Karls Zustimmung zur Verwendung des Notfallparagraphen stürzt freien Bildungszugang an Uni Wien, TU und WU in den Abgrund.

Wien (OTS) - Seit Jahren wird am Institut für Publizistik- und Kommunikationswissenschaft an der Universität Wien versucht, Erstsemestrige durch de facto Zugangsbeschränkungen das Studienleben schwer zu machen. Von 1.269 Inskribierten dürfen wegen Knock-Out Prüfungen nur mehr 729 regulär den zweiten Teil der Studieneingangsphase beginnen.

"Die miserablen Studienbedingungen sind einzig auf die jahrelange Unterfinanzierung der Hochschulen zurückzuführen. Die Fehler der Regierung jetzt durch Zugangsbeschränkungen und Knock-Out- Prüfungen auf dem Rücken der Studierenden auszutragen ist unverantwortlich", so Oona Kroisleitner vom Vorsitzteam der ÖH Uni Wien.

"Zugangsbeschränkungen haben an keiner Uni zu besseren Studienbedingungen geführt. Anstatt immer den selben Stehsatz zu wiederholen, ist es jetzt an der Zeit, über andere Lösungen nachzudenken, Frau Ministerin Karl!", so Veronika Helfert in Richtung Wissenschaftsministerium.

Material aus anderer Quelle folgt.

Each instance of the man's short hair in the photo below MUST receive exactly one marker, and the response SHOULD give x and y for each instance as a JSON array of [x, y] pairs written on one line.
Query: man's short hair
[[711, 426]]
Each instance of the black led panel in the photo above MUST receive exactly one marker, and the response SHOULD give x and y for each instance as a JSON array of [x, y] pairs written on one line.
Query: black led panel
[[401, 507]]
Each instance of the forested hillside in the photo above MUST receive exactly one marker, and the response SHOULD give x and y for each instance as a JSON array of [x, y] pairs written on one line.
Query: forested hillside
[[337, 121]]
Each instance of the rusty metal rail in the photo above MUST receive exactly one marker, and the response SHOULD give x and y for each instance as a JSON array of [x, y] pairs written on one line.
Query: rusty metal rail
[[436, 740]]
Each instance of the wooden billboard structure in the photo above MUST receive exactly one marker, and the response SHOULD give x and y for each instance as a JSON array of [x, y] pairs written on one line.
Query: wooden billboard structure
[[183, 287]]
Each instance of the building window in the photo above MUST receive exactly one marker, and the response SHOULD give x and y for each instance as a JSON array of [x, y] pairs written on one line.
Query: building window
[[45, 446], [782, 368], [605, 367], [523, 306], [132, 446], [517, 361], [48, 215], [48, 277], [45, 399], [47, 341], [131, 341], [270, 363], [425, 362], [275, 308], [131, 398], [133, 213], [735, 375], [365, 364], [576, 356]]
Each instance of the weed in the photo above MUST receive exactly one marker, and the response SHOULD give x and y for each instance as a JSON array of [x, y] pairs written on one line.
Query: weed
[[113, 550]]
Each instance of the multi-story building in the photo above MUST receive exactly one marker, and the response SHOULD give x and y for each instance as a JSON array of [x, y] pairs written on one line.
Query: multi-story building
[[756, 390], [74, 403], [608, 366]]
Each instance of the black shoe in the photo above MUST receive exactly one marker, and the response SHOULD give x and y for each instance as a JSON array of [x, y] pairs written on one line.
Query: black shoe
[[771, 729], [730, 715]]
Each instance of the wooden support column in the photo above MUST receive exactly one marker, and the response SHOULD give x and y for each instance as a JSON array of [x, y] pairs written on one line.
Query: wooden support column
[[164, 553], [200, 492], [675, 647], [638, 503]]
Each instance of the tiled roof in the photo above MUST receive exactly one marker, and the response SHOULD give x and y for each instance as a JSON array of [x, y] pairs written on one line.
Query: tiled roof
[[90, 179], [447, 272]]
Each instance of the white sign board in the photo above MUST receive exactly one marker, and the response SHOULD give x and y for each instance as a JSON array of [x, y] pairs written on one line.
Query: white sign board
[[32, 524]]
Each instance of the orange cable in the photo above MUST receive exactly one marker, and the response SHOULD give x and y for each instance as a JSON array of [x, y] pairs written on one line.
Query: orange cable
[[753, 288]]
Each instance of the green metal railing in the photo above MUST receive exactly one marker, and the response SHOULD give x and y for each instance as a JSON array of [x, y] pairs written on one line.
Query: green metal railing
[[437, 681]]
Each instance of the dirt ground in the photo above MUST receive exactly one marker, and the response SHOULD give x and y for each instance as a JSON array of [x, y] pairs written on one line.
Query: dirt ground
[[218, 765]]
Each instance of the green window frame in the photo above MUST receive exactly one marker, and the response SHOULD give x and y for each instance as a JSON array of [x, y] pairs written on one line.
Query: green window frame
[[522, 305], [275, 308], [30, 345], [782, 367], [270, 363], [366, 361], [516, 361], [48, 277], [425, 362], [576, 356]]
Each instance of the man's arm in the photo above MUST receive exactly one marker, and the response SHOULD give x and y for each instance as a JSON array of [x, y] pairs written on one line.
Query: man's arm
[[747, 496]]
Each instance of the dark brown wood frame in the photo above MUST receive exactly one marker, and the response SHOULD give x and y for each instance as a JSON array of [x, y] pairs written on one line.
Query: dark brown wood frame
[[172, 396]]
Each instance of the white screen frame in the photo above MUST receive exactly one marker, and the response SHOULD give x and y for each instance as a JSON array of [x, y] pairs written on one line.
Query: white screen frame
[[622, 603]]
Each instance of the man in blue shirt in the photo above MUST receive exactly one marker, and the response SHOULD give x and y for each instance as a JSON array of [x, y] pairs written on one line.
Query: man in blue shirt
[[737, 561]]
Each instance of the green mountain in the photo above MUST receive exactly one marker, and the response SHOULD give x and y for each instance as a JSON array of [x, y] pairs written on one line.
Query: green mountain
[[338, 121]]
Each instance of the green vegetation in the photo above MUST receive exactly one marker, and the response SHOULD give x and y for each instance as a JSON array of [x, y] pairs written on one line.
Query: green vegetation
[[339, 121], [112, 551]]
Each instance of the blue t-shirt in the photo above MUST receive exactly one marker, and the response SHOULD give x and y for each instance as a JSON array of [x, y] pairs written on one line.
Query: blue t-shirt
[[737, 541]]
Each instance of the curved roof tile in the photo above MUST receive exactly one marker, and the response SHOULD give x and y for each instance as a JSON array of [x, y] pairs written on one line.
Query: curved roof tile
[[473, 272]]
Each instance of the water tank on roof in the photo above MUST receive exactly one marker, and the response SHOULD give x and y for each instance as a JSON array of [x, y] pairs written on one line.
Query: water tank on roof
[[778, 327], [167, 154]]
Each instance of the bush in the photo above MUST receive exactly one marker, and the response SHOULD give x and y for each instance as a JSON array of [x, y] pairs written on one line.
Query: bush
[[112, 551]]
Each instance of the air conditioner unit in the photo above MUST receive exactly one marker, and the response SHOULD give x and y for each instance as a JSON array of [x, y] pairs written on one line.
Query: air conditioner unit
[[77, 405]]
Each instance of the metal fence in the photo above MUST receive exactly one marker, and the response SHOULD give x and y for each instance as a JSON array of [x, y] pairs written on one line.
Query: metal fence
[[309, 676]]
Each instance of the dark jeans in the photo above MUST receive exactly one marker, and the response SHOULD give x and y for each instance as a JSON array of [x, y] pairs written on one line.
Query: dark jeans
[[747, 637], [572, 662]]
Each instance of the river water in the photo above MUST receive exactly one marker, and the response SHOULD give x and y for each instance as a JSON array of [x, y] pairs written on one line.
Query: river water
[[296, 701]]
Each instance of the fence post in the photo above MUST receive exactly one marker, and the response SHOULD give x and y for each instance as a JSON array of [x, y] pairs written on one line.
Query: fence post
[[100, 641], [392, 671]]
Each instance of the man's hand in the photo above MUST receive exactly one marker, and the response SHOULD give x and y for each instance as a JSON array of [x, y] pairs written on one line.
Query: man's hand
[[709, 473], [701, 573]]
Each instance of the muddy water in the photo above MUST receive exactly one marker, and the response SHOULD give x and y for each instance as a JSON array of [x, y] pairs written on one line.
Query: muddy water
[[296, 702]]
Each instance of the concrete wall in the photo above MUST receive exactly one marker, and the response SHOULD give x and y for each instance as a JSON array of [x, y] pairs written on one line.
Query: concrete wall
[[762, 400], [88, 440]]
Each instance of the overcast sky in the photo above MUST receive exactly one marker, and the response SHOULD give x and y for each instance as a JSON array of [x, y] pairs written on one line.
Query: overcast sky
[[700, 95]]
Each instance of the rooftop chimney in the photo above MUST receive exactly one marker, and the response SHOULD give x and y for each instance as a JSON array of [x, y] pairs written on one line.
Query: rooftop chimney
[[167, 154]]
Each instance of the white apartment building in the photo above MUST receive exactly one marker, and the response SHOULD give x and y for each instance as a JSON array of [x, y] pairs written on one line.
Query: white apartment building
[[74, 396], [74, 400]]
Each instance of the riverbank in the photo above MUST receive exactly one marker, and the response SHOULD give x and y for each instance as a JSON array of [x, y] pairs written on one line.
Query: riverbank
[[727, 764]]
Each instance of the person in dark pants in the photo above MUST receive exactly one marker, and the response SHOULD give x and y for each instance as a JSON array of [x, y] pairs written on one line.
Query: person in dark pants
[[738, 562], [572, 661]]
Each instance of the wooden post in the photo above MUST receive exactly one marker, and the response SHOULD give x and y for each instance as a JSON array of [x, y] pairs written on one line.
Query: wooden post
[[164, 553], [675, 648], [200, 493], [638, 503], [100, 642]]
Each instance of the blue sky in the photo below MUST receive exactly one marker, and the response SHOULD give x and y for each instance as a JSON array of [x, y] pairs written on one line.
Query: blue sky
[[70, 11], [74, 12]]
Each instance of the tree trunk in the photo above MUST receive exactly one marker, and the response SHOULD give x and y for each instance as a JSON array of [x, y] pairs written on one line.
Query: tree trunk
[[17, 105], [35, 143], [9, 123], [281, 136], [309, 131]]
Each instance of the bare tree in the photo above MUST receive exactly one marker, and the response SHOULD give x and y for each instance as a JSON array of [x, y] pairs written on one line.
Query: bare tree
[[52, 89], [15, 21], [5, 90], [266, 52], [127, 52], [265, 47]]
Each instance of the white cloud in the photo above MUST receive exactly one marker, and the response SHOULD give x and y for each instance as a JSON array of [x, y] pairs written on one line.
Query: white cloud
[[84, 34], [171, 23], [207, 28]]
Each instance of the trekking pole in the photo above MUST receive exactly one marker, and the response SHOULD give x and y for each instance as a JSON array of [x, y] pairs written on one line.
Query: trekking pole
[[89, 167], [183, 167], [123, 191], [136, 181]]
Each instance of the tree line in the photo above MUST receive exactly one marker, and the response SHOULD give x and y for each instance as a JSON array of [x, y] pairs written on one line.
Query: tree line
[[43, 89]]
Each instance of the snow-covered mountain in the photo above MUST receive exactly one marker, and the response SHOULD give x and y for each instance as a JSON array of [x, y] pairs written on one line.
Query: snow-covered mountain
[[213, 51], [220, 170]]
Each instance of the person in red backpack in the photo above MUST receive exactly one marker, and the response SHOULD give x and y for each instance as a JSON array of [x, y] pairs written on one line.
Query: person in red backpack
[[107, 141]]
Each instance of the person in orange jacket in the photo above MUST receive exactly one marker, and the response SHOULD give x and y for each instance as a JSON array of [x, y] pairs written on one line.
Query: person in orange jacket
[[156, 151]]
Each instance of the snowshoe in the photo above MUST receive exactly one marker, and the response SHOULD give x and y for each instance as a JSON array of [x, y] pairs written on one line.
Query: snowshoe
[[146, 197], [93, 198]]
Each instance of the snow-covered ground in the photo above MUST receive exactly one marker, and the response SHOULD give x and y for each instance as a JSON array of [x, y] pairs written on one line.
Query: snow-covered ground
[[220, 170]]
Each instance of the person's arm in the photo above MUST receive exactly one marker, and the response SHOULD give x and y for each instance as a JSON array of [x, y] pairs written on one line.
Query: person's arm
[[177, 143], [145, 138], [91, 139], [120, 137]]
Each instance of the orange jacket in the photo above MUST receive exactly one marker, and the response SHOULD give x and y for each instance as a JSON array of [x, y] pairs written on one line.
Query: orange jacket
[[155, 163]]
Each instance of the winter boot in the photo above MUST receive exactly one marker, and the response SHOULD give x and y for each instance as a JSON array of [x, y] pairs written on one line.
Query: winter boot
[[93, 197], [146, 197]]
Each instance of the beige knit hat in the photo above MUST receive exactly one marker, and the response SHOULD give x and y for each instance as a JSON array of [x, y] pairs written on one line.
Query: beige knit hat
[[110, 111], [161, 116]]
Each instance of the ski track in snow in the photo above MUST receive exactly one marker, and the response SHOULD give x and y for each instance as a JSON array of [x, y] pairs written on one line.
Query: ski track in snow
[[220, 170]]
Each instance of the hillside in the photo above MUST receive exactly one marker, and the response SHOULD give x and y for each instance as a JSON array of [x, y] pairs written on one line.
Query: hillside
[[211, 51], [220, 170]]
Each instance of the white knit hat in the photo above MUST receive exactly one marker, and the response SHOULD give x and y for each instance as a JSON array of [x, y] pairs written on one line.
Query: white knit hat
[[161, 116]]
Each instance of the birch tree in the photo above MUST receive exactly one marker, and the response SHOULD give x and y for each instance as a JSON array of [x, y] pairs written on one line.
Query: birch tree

Karl verschärft damit die Situation der heterogenen Gruppe an StudentInnen, die schon durch den Schulzweig, ungleiche finanzielle Möglichkeiten und kulturellen Background ungleiche Möglichkeiten in der akademischen Welt haben.

"Karl will mit Hilfe von 124b auf dem Rücken sozial schwächer gestellter StudentInnen eine Elite-Uni bauen. Wir hoffen, dass die Wissenschaftsministerin keine Unterstützung bei der Regierungspartnerin findet", schließt Flora Eder vom Vorsitzteam der ÖH Uni Wien.